Minister sind auch nur Menschen - Der Gutmensch Egon Franke

Wer erinnert sich noch an Egon Franke, weiland Minister für innerdeutsche Beziehungen in Bonn und Chef der "Kanalarbeiter" in der SPD-Bundestagsfraktion? Er war ein volksnaher und trinkfester Politiker aus Niedersachsen. Ich habe ihn oft in der "Rheinlust", einer Bonner Kneipe an der Adenauerallee in Bonn getroffen, wo die "Kanalarbeiter" sich regelmäßig zur Diskussion über die Politik und zur Einnahme größerer Mengen alkoholischer Getränke versammelten. Die "Rheinlust" gibt es schon lange nicht mehr. Sie musste der Museumsmeile weichen. Schade!

An einem Sommer in den 70er Jahren traf ich Egon bei einem Laubenpieperfest der Berlinvertretung beim Bund in der Joachimstrasse in Bonn. Dieses Fest war eines der besonderen Events jeden Sommers in Bonn. Die ganze Strasse war durch Barrieren der Polizei abgesperrt. Betreten durfte man sie nur mit einer persönlichen Einladung. Die gesamte politische Prominenz, vom Bundespräsidenten über den Bundeskanzler, die Minister, die Bundestagsabgeordneten und Ministerialbeamten, bis zu den weniger prominenten Fahrern der Dienstwagen tummelte sich in den Höfen und Gärten der Häuser der Vertretung. 5000 Besucher waren keine Seltenheit.

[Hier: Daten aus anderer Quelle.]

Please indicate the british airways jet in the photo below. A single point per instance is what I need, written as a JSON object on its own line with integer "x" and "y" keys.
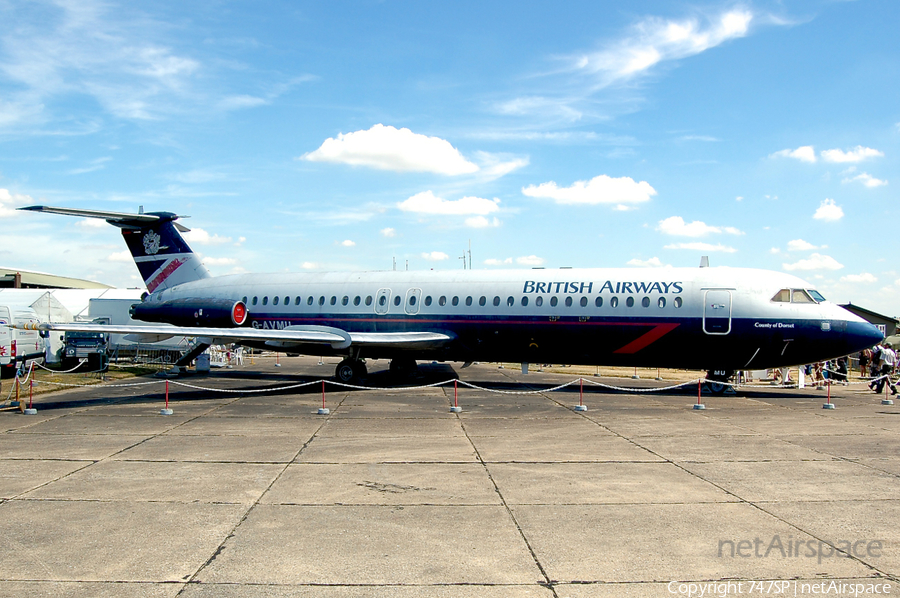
{"x": 715, "y": 319}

Egon Franke fand ich an einer Bude einer Schnapsfirma, die dort für ihre Produkte warb. Er stand einsam davor. Kein Mensch sprach mit ihm. Das war ungewöhnlich, denn Minister waren sonst immer von irgend welchen Leuten umschwärmt. Mir tat Egon Leid. Auf meine Frage, wie es ihm gehe, sagte er: "Nicht gut; aber laß‘ uns einen Korn trinken".

Egon hatte damals einen Prozess wegen Veruntreuung zu bestehen, weil einer seiner Abteilungsleiter, der sein engster Vertrauter im Ministerium war, im Zusammenhang mit einem Gefangenenaustausch einen größeren Geldbetrag in seine Tasche gesteckt hatte und er selbst verdächtigt wurde, von der Sache gewußt zu haben.

Er kam von sich aus auf diese Sache zu sprechen und bedeutete mir, daß ihn das sehr bedrücke. Mir fiel nur eine Antwort ein. Ich sagte ihm: "Egon, Dummheit ist nicht strafbar. Du hast nichts zu befürchten".

Und so war es dann auch. Ich hatte Recht behalten.